Vincenzo, insieme al circolo dei poeti irpino-lucani, di cui fa parte
anche la nostra beneamata Teresa Armenti, si fa il cantore di questa
terra persa, terra nel passato conquistata, terra che ha visto il
succedersi di dominazioni: Normanni, Angioini, Aragonesi … fino ai
Piemontesi. “Dopo l’inverno” a che cosa si riferisce?
«Venticinque aprile/ … in questo tempo di pace/ il ricordo
dell’inverno/ appena passato per la Libertà». Dopo l’inverno si
riferisce al dopo il 25 aprile, alla Liberazione, al dopoguerra. Ci
si aspetta una rinascita, una primavera, un neo-rinascimento, come lo
definirebbe Gaber. E di fatto c’è stato. Insieme all’emigrazione
sfrenata verso le fabbriche del nord ad avvitare bulloni vi è stata
anche una crescita nei paesi del sud, una speculazione edilizia
feroce ed implacabile. Ma qui si è vissuto lo stridore
dell’antinomia tra epoche diverse, tra la civiltà contadina
morente e la civiltà moderna, la “fiumana del progresso” di
Verga, che è stato solo un palliativo dell’agonia dei paesi
morenti. Dopo l’inverno ci si aspetta la primavera, dopo la notte
l’alba, dopo il gelo il disgelo. Ma cosa ci è stato? Questo è il
crepuscolarismo del Sud, la sua magia, come “Sud e magia” di De
Martino. C’è il rimpianto delle antiche città e civiltà che mai
torneranno. Chi tornerà a conquistare questa terra desolata? Almeno
prima venivano i Normanni, gli Angioini. Torneranno i Saraceni? Il
nuovo flusso migratorio, guidato da Mammona, come ha ben evidenziato
Vincenzo, potrà riempire il vuoto dei nostri millenari paesi? La
maggior parte erano nati nel millenarismo, ma ci sarà mai una nuova
rinascita dell’anno 1000? Nel secondo millennio tutto è cambiato.
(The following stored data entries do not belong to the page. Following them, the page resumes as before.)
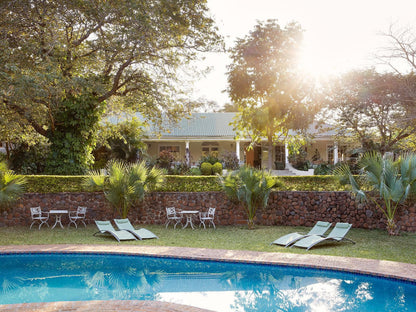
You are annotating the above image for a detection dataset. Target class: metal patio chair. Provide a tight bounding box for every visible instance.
[165,207,183,229]
[68,206,87,228]
[30,206,50,230]
[199,207,216,229]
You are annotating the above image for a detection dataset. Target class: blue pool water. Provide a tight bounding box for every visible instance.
[0,253,415,311]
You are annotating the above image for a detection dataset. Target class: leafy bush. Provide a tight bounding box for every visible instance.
[314,163,334,175]
[0,161,26,210]
[169,162,190,175]
[9,142,49,174]
[188,167,202,175]
[200,162,213,175]
[212,162,223,175]
[156,150,175,169]
[200,154,220,165]
[220,151,239,170]
[84,160,164,218]
[219,166,276,229]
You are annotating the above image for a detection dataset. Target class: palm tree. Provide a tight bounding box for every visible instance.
[0,161,26,210]
[334,152,416,235]
[84,160,164,218]
[220,166,276,229]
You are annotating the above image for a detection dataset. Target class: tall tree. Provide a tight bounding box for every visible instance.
[227,20,315,169]
[0,0,222,174]
[321,70,416,154]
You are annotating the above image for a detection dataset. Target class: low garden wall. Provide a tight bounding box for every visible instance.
[2,191,416,232]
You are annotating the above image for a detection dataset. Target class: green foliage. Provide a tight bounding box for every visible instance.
[227,19,316,168]
[156,151,175,170]
[24,176,87,193]
[212,162,223,175]
[220,151,240,170]
[0,161,26,210]
[45,95,104,175]
[334,152,416,235]
[275,176,347,191]
[84,160,164,218]
[188,167,202,176]
[170,162,190,175]
[20,174,352,193]
[9,142,49,174]
[200,162,213,175]
[200,154,220,165]
[160,176,221,192]
[1,0,222,175]
[94,118,147,166]
[322,70,416,154]
[219,166,276,229]
[313,164,335,175]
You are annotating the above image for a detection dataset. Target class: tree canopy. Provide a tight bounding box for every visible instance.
[321,69,416,154]
[227,20,316,169]
[0,0,222,174]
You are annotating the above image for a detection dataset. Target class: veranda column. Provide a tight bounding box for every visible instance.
[235,140,240,161]
[284,142,289,167]
[333,143,338,165]
[185,141,190,166]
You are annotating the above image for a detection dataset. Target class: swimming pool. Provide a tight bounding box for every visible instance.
[0,253,415,311]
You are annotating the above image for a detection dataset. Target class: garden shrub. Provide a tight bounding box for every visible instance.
[200,162,213,175]
[313,164,334,175]
[199,154,220,165]
[212,162,223,175]
[188,167,202,175]
[220,152,239,170]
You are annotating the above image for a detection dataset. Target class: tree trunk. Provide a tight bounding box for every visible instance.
[387,218,399,236]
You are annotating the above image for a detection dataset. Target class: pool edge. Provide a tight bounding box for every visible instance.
[1,244,415,283]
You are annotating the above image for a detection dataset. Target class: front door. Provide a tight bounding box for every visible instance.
[245,145,261,168]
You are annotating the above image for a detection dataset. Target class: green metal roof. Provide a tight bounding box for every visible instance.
[151,113,237,138]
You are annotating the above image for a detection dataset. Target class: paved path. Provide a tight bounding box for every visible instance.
[0,244,415,311]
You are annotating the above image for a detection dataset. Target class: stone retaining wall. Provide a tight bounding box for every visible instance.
[2,191,415,232]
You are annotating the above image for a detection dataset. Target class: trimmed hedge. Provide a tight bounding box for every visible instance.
[160,176,221,192]
[22,174,351,193]
[276,176,350,191]
[24,175,88,193]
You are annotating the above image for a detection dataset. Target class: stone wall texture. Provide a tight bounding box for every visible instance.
[2,191,416,232]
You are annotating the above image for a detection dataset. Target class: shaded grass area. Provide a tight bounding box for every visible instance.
[0,225,415,264]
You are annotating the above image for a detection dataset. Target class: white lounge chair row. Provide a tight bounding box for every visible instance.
[271,221,355,250]
[94,219,158,242]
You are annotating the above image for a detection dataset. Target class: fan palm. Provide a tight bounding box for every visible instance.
[334,152,416,235]
[0,161,26,210]
[84,160,164,218]
[220,166,276,229]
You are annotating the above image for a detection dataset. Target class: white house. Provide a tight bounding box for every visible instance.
[144,113,342,172]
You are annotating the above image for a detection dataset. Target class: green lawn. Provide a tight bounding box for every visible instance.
[1,225,415,264]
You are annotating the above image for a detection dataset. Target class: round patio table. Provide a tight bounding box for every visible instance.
[180,210,199,229]
[49,210,68,229]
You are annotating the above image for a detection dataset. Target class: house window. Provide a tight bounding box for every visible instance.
[274,145,285,162]
[202,146,219,157]
[201,142,219,157]
[159,145,180,159]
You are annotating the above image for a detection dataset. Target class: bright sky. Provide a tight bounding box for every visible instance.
[193,0,416,106]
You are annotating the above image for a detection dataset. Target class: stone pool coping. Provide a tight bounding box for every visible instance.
[0,244,415,311]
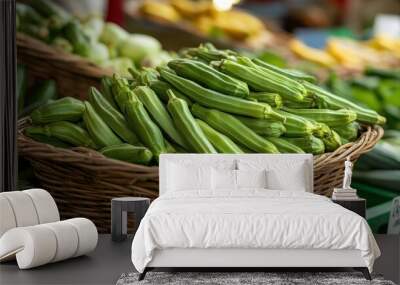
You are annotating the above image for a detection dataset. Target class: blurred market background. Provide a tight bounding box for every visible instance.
[16,0,400,234]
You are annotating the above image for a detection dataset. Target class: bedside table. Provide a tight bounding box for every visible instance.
[332,198,366,218]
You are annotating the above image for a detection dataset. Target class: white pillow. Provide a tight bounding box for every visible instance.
[237,159,309,191]
[212,168,237,191]
[236,169,267,189]
[167,163,212,192]
[267,165,307,191]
E nel terzo? Chi lo sa? Tutti sono andati via, o sono morti. E chi va
via non torna. Chi torna? Quando i figli se ne sono andati non
tornano. E se se ne sono andati i padri, i loro figli torneranno?
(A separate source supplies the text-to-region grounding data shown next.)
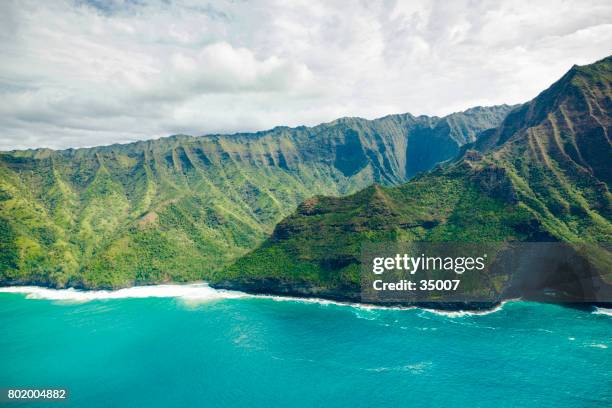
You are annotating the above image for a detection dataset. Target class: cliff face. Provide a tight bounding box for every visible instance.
[0,106,512,288]
[218,56,612,303]
[469,56,612,234]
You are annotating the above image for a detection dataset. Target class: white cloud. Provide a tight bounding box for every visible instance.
[0,0,611,150]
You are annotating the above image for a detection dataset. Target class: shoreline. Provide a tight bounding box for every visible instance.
[0,278,501,311]
[209,280,503,312]
[0,282,514,317]
[1,281,609,315]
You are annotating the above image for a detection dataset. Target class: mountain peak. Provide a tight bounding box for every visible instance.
[472,54,611,153]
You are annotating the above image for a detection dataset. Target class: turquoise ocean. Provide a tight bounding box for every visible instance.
[0,284,610,407]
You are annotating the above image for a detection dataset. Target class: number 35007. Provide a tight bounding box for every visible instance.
[419,280,460,291]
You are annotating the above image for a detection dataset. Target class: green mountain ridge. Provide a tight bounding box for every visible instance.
[214,56,612,303]
[0,105,513,288]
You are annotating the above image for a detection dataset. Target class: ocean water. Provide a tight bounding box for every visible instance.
[0,285,610,408]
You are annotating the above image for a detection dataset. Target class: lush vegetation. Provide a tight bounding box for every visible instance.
[3,55,610,299]
[0,106,513,288]
[216,56,612,299]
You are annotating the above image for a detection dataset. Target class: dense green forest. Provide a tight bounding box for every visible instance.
[2,55,610,302]
[0,104,512,288]
[216,56,612,301]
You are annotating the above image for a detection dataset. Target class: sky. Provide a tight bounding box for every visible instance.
[0,0,611,150]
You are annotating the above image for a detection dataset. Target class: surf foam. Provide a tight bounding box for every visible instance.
[593,307,612,316]
[419,299,516,318]
[0,284,508,315]
[0,283,246,303]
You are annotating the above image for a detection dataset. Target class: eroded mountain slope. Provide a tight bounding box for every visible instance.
[0,106,512,288]
[216,56,612,302]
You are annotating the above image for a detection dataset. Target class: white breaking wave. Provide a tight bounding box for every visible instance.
[261,294,415,311]
[0,283,246,303]
[593,307,612,316]
[257,294,510,316]
[419,299,517,318]
[588,343,608,349]
[0,283,508,316]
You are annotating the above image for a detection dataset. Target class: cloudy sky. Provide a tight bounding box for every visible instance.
[0,0,611,150]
Forse un po’ alla prima generazione. ma alla seconda? Alla terza?
Non torneranno più! E chi rimane qui? Da “Un caso del Sud”:
«Ogni stagione/ ritornano i giovani/ sempre stranieri». E chi
rimane qui? Voce di uno che grida nel deserto. Ecco il poeta! Si fa
voce chiara dei reduci dell’inverno, della guerra, dei figli senza
padri: morti in guerra, che diventano padri senza figli: partiti per
sempre verso lidi lontani in un viaggio-odissea, come Ulisse: «E
volta nostra poppa nel mattino, de’ remi facemmo ali al folle volo,
sempre acquistando dal lato mancino».